Sunday, 15 May 2016

Colorless Tsukuru Tazaki and His Year of Pilgrimage - Haruki Murakami

Having discovered Murakami in a roundabout sort of way by happening on the third volume of his magnum opus 1Q84, I was naturally keen to try more.  Tsukuru Tazaki is a more recent (2013), much shorter work. It is equally good.

The story is this: Tsukuru and four other high school students do voluntary work one summer and become the closest of friends for the rest of their secondary education.  The four others, two boys and two girls, happen to have references to colour in their names, hence the 'color' part of the book's title. Tsukuru doesn't; his name means 'builder of things'. As such, he has to go to university in Tokyo because only Tokyo offers a course in his specialism, the building of railway stations.  He comes home for the vacations and, to begin with, everything as it was before he left. His friends are delighted to see him, desperate to hear news of the big city.  But then, for reasons unknown, they cut him dead. They refuse to take his phone calls. When one does finally speak to Tsukuru it is only to tell him that they have all agreed they want nothing more to do with him.

For five months thereafter Tsukuru thinks only of dying.  His life, without his friends, has thus become 'colorless'.  He recovers, graduates, gets the job of his dreams and stays in Tokyo. Sixteen years later he starts dating a woman whom he can at last envisage a future with. She tells him he seems blocked by what happened with his friends.  She convinces him that they only have a future together if he can relieve himself of the burden of his past.  With her help, he tracks down his friends. One of the girls, Shiro, has been murdered.  The other lives with her husband in Finland.  The two boys, Aka and Ao, are still in their home city.
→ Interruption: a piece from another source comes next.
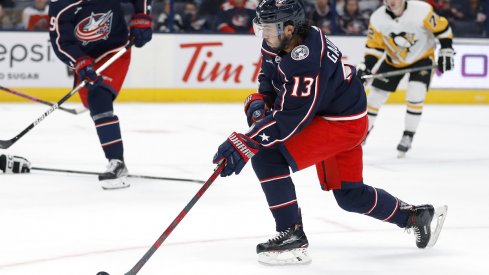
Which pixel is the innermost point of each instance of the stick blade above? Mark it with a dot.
(5, 144)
Tsukuru visits them all, even making the trip to Finland to track down Kuru.  They are all pleased to see him.  They all regret having cut him off like they did.  But what else could they do when Shiro told them what Tsukuru had done?  Naturally, I'm not going to reveal what that was.  The important thing is the way Murakami handles the revelation.  Did Tsukuru do it?  Did he later go back and murder Shiro.  If he didn't do either, who did?  And the beauty - the mastery - of his technique is that we never find out.  It's four or five days since I finished the book and the questions are still rattling round in my head.  High art - downright brilliant.